Export to native formats
Convert truth data to the native format each platform consumes:
python scripts/export_native.py --platform batocera # Python dict (batocera-systems)
python scripts/export_native.py --platform recalbox # XML (es_bios.xml)
python scripts/export_native.py --all --output-dir dist/upstream/
This allows submitting corrections upstream in the format maintainers expect.
Emulator-Level Verification
Per-emulator checks
Verify files against a single emulator's ground truth (size, hashes, crypto):
python scripts/verify.py --emulator handy
python scripts/verify.py --emulator handy --verbose
Default output shows aggregate results per file: the core name and which checks apply.
With --verbose, each file expands to one line per core with the exact validation
parameters and source code reference:
lynxboot.img
handy validates size=512 crc32=0x0d973c9d [src/handy/system.h:45]
Per-system checks
Aggregate verification across all cores that emulate a system:
python scripts/verify.py --system atari-lynx
Standalone mode
Some cores have both libretro and standalone modes with different file requirements. Filter to standalone-only:
python scripts/verify.py --emulator dolphin --standalone
Ground truth in verbose output
The verbose report includes a coverage footer:
Ground truth: 142/160 files have emulator validation (88%)
This indicates how many files in the platform can be cross-checked against source-verified
emulator profiles. Files without ground truth rely solely on platform-level verification.

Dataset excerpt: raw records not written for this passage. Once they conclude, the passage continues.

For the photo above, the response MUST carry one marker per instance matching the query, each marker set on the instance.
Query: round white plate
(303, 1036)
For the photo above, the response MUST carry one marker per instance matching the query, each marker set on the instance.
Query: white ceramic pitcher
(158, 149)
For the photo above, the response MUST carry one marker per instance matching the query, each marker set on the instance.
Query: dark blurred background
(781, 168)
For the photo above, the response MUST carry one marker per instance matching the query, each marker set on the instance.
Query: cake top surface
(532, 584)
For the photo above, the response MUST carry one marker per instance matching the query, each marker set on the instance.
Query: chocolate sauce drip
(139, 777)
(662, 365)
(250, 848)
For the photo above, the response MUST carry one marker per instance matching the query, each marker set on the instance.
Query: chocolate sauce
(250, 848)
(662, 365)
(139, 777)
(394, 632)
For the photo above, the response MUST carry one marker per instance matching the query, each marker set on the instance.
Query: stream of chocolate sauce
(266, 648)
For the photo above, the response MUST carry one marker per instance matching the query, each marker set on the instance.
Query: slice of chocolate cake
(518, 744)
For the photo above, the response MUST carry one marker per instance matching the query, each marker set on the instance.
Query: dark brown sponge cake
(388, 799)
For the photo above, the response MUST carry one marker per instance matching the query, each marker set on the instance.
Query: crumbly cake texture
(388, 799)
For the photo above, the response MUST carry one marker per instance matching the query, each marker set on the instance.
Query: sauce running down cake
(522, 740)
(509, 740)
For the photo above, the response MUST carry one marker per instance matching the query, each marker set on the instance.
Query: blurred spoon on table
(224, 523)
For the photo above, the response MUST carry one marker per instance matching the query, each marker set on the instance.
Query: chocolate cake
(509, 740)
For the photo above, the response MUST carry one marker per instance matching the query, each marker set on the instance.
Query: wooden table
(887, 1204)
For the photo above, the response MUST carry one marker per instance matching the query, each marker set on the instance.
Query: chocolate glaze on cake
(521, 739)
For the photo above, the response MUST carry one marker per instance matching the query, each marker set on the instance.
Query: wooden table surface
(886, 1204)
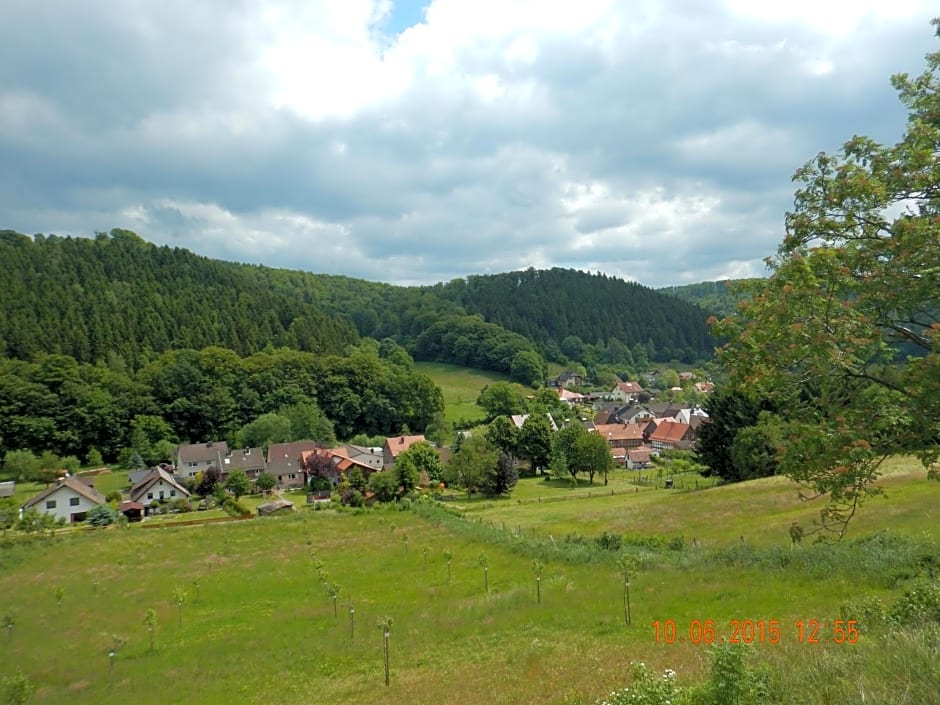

JSON output (--json) always includes the full per-emulator detail regardless of verbosity.
Offline Workflow
Full offline pipeline
Run the entire pipeline without network access:
python scripts/pipeline.py --offline
This skips data directory refresh, MAME/FBNeo hash fetch, and buildbot staleness checks. All other steps (database generation, verification, pack building, consistency check, README, site generation) run normally using cached data.
Partial runs
Skip pack generation when you only need verification results:
python scripts/pipeline.py --offline --skip-packs
Skip documentation generation:
python scripts/pipeline.py --offline --skip-docs
Truth pipeline
Include truth generation and diffing in the pipeline:
python scripts/pipeline.py --offline --with-truth
Include truth + native format export:
python scripts/pipeline.py --offline --with-export
Combining flags
Flags compose freely:
python scripts/pipeline.py --offline --skip-docs --with-truth --target switch
This runs: database generation, verification (filtered to Switch cores), truth generation and diff, consistency check. Packs and docs are skipped, no network access.